Naar het oordeel van de rechtbank is de onder a beschreven voorwaarde geen opschortende voorwaarde. Bij een opschortende voorwaarde is sprake van onzekerheid of de verbintenis waaraan de voorwaarde is gekoppeld haar werking krijgt. [partij A] heeft er terecht op gewezen dat daarvan geen sprake is omdat, ook in het geval dat een -objectief- onzeker feit door partijen als zeker is gedacht, de verbintenis onvoorwaardelijk is [4] . De onder 5.4 genoemde imperatieve bewoordingen in de SOK brengen naar het oordeel van de rechtbank tot uitdrukking dat partijen er bij het sluiten van de SOK vanuit zijn gegaan dat de gemeente de verbintenis tot overdracht van de gronden aan [partij A] zou nakomen. Dat partijen daarvan zijn uitgegaan is ook logisch omdat de provincie al had toegezegd dat zij zou meewerken aan de verwerving van de gronden door de gemeente. Hieruit volgt dat het in die visie van partijen slechts een kwestie van tijd was dat de gemeente de gronden in eigendom zou hebben en aan [partij A] zou overdragen. De rechtbank onderschrijft dan ook het standpunt van [partij A] dat uit de onder a beschreven voorwaarde volgt dat sprake is van een verbintenis onder tijdsbepaling en niet van een verbintenis onder opschortende voorwaarde.
5.13.
Ten aanzien van de onder b door de gemeente genoemde voorwaarde overweegt de rechtbank het volgende.
Artikel 7, lid 3 van de SOK luidt:
3. De overdracht en betaling zal moeten geschieden middels een notariële akte van ruiling, uiterlijk 1 maand voordat [partij A] start met de werkzaamheden ter plaatse.
5.14.
Naar het oordeel van de rechtbank is de onder b door de gemeente geformuleerde voorwaarde evenmin een opschortende voorwaarde.

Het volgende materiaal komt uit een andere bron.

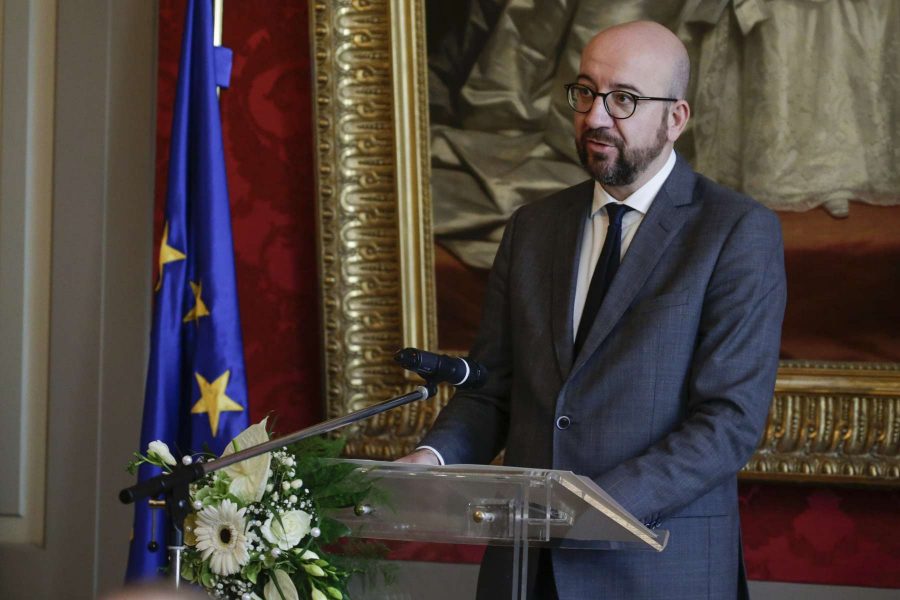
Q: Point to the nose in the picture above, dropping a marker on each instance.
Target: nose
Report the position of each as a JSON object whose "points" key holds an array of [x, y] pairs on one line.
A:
{"points": [[598, 117]]}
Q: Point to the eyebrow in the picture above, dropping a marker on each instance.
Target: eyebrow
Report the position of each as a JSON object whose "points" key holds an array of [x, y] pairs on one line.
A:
{"points": [[620, 85]]}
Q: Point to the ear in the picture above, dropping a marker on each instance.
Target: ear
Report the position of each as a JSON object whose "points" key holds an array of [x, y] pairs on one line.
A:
{"points": [[678, 117]]}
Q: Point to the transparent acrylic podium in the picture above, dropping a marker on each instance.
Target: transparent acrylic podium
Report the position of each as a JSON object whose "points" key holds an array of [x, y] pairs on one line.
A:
{"points": [[520, 508]]}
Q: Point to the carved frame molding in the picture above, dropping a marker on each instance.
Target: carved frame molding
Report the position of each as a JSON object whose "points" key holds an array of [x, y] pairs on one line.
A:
{"points": [[829, 422]]}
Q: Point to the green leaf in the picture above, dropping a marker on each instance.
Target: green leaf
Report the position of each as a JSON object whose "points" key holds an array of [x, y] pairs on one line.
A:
{"points": [[251, 570]]}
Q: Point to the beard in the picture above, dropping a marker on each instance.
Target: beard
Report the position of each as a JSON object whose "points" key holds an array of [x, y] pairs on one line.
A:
{"points": [[629, 162]]}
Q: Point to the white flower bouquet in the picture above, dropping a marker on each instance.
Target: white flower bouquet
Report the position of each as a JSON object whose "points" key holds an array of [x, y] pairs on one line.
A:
{"points": [[259, 525]]}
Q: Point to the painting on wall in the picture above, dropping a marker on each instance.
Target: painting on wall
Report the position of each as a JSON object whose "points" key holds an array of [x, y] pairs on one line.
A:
{"points": [[489, 146]]}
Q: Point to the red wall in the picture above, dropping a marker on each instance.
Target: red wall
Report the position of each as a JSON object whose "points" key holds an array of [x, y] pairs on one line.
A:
{"points": [[791, 533]]}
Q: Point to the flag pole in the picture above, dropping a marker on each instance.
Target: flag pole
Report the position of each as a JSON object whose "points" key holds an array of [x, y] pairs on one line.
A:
{"points": [[218, 12]]}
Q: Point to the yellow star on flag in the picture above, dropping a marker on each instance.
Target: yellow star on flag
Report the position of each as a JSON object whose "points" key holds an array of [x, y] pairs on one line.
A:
{"points": [[213, 399], [199, 309], [167, 254]]}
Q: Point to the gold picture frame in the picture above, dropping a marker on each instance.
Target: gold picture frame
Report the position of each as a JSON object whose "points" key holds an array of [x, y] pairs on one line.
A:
{"points": [[829, 422]]}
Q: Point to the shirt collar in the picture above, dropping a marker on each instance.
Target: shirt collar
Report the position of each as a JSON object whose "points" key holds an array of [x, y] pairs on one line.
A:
{"points": [[643, 197]]}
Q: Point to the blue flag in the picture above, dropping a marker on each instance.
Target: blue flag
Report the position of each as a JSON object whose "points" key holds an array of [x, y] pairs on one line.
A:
{"points": [[196, 395]]}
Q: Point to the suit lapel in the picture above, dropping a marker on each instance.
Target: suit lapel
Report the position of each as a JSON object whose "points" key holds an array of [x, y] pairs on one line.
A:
{"points": [[566, 251], [659, 227]]}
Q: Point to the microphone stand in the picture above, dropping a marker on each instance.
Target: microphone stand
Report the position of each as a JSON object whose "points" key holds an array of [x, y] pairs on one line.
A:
{"points": [[175, 486]]}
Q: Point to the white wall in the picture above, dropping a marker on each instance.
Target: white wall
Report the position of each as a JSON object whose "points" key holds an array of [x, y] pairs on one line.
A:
{"points": [[97, 216]]}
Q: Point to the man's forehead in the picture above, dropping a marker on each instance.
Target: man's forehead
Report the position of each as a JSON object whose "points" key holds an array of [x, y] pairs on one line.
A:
{"points": [[620, 71]]}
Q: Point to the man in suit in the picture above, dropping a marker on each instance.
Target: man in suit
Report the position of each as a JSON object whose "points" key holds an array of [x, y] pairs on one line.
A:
{"points": [[637, 346]]}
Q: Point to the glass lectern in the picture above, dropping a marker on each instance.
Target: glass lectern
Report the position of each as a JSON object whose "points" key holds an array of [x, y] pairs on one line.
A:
{"points": [[521, 508]]}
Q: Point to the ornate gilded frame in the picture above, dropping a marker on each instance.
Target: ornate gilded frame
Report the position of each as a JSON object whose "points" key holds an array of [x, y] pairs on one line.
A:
{"points": [[834, 423]]}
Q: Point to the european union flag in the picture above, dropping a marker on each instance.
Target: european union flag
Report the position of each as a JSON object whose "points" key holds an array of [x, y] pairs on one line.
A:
{"points": [[196, 393]]}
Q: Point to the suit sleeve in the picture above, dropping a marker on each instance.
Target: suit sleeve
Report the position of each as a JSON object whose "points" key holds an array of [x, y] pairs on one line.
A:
{"points": [[472, 428], [731, 381]]}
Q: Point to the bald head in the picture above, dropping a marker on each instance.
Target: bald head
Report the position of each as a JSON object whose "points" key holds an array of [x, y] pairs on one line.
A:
{"points": [[647, 48]]}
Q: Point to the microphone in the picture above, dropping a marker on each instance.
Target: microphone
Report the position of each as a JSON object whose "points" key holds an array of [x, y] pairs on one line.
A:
{"points": [[440, 368]]}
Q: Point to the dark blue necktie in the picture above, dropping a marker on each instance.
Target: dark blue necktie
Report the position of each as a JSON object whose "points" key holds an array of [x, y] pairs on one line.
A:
{"points": [[606, 268]]}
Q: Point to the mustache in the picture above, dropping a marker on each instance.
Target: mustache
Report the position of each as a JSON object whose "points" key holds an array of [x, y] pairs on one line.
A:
{"points": [[603, 136]]}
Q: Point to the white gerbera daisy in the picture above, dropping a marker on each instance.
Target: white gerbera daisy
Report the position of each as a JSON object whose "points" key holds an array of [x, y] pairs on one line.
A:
{"points": [[220, 532]]}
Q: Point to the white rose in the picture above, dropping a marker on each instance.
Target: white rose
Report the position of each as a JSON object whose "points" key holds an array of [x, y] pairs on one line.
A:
{"points": [[288, 590], [161, 451], [287, 531]]}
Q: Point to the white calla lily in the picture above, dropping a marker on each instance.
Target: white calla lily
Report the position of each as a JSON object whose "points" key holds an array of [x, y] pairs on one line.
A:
{"points": [[249, 477], [287, 531], [288, 591], [160, 450]]}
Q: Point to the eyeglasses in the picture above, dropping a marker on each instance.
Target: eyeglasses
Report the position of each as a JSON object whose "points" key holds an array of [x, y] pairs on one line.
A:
{"points": [[619, 104]]}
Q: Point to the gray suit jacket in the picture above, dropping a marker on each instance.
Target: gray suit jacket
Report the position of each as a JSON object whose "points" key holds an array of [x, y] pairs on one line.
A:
{"points": [[669, 395]]}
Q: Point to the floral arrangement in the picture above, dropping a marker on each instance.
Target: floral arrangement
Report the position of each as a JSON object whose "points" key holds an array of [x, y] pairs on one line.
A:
{"points": [[259, 525]]}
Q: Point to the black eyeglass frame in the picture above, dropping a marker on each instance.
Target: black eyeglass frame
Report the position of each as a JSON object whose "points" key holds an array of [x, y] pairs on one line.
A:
{"points": [[603, 95]]}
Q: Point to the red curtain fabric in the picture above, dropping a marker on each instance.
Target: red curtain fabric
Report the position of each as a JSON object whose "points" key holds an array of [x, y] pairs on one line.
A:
{"points": [[267, 131], [838, 536]]}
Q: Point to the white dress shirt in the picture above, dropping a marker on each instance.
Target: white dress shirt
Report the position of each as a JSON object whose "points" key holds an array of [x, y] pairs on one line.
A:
{"points": [[595, 230]]}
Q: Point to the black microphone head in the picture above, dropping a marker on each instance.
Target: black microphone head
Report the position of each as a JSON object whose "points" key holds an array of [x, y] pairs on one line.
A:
{"points": [[439, 368]]}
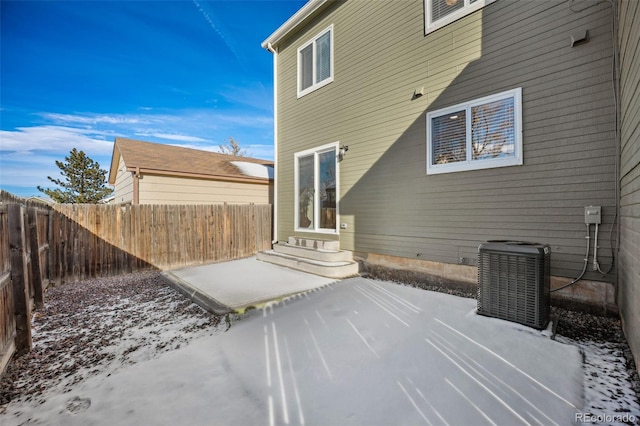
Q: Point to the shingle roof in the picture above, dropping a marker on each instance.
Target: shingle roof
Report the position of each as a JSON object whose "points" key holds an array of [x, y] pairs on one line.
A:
{"points": [[157, 158]]}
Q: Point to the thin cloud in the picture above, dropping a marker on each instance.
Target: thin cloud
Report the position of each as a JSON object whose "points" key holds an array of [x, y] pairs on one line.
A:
{"points": [[217, 30], [95, 119], [53, 139]]}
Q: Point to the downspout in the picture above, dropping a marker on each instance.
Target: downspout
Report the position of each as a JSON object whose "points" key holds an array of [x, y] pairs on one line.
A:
{"points": [[275, 142], [136, 186]]}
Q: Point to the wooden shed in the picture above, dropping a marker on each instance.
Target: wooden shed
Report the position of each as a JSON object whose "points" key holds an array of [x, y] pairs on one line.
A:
{"points": [[152, 173]]}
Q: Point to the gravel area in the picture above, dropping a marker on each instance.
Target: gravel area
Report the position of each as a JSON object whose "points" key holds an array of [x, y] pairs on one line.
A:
{"points": [[99, 325]]}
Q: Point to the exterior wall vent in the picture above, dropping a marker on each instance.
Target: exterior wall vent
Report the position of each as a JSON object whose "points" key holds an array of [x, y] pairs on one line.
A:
{"points": [[514, 282]]}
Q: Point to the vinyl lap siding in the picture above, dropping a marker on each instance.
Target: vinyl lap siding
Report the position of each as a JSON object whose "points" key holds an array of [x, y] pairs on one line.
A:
{"points": [[124, 184], [387, 201], [175, 190], [629, 262]]}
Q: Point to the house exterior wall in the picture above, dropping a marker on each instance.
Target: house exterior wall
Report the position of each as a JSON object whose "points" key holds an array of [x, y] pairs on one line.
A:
{"points": [[123, 190], [155, 189], [629, 259], [389, 204]]}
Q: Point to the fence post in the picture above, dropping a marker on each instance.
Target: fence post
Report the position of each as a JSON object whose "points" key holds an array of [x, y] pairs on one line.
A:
{"points": [[36, 269], [17, 248]]}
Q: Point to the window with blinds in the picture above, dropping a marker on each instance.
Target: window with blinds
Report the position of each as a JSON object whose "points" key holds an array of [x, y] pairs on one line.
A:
{"points": [[479, 134], [315, 62], [439, 13]]}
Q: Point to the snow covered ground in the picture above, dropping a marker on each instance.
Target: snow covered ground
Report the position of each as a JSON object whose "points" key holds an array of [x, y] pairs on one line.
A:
{"points": [[132, 351]]}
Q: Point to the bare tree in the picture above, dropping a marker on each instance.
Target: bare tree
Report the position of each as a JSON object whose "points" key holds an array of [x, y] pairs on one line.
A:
{"points": [[233, 148]]}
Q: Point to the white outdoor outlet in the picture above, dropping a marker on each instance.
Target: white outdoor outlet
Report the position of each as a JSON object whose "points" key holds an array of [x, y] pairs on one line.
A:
{"points": [[592, 215]]}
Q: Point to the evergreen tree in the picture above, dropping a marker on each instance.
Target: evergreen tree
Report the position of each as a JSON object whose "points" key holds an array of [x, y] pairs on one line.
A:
{"points": [[84, 181]]}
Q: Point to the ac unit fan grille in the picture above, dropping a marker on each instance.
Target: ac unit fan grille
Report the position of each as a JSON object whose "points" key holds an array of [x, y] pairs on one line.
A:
{"points": [[514, 284]]}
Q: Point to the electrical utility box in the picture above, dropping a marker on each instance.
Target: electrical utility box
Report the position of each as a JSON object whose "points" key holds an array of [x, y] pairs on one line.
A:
{"points": [[593, 215]]}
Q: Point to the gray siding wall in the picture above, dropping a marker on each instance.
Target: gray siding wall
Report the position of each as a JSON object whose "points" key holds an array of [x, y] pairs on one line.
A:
{"points": [[388, 202], [629, 262]]}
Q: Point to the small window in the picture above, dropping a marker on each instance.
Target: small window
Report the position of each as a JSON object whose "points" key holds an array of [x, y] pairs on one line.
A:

Daarbij neemt de rechtbank in aanmerking dat de manier waarop de gemeente deze voorwaarde nu formuleert en uitlegt, niet strookt met de formulering van artikel 7, lid 3 SOK, niet in lijn ligt met hoe partijen dit artikellid mochten opvatten en niet strookt met wat zij in dat kader redelijkerwijs van elkaar mochten verwachten. Naar het oordeel van de rechtbank is hier niet bedoeld om aan [partij A] te verplichten om binnen de genoemde termijn met de werkzaamheden te starten. Met de bepaling is beoogd om ervoor te zorgen dat de gemeente tijdig, dat wil zeggen uiterlijk een maand voor de start van de werkzaamheden door [partij A], de grond in eigendom overdraagt.
5.15.
De conclusie wat dit onderdeel betreft is dat het verweer van de gemeente dat er sprake is van opschortende voorwaarden die eerst vervuld moeten zijn voordat de gemeente gehouden kan worden aan haar verplichting om de grond over te dragen, niet opgaat. De vordering van [partij A] tot overdracht van de grond is opeisbaar.
Is sprake van onvoorziene omstandigheden?
5.16.
De gemeente voert in de derde plaats bij wijze van verweer aan dat in de periode tussen het aangaan en de ontbinding van de SOK, zich verschillende onvoorziene omstandigheden hebben voorgedaan:
de Hofjeswoningen zijn pas 8 jaar na de totstandkoming van de SOK afgerond;
[partij A] heeft na de realisatie van de Hofjeswoningen aan de gemeente verklaard dat de uitvoering van de overeenkomst financieel niet haalbaar zou zijn;
[partij A] heeft in 2021 gepoogd het project te verkopen aan een derde;
het kanaal Almelo - de Haandrik (waar de provinciale gronden aan gelegen zijn) is
kwetsbaar gebleken - de eerste meldingen van schade als mogelijk gevolg van
(aanpassingen aan) het kanaal zijn gedaan in 2018 en de provincie heeft haar onderzoek naar deze problematiek afgerond in 2021;
[partij A] beoogde een gewijzigde uitvoering van de Visserswoningen eind 2021, 13 jaar na het sluiten van de SOK en 14 jaar het na uiten van de bereidheid door de provincie tot medewerking (onder voorwaarden) bij de grondoverdracht.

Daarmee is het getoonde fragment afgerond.